Thursday, December 30, 2010

Mapping the Atrioventricular Node

A 75-year-old woman presented with dyspnea, an awareness of rapid heart action, and permanent atrial fibrillation with a rapid ventricular response that had been resistant to treatment with beta-blockers, calcium-channel blockers, digoxin, and multiple cardioversions. For severe rheumatic aortic and mitral stenosis, she had undergone replacement of the aortic and mitral valves with Starr–Edwards devices in 1970, as seen on chest radiography on admission (Panels A and B, arrows). In 2006, a pacemaker had been implanted for the treatment of bradycardia.

To control the rapid ventricular response to atrial fibrillation, the patient underwent ablation of the atrioventricular node, located just below the aortic valve, where the ablation catheter was positioned (Panel C).
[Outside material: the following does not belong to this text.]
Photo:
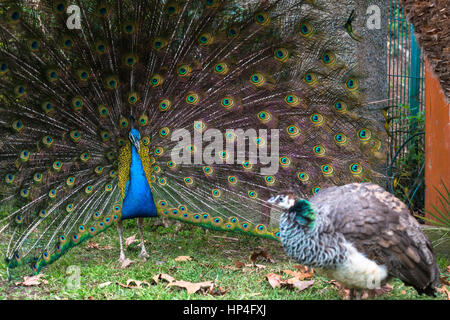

Whereas ablation sites are often identified with the use of computerized systems for "electroanatomical mapping," the patient's atrioventricular node was identified on the basis of simple anatomical landmarks, the aortic and mitral valves. The atrioventricular node may be injured by operations or infections because of its proximity to these valves.

After ablation, the patient's condition immediately improved. Atrioventricular-node blocking agents were discontinued, and the only cardiac medications she continued to receive were warfarin and furosemide. Six months after the procedure, the patient remained free of heart-failure symptoms.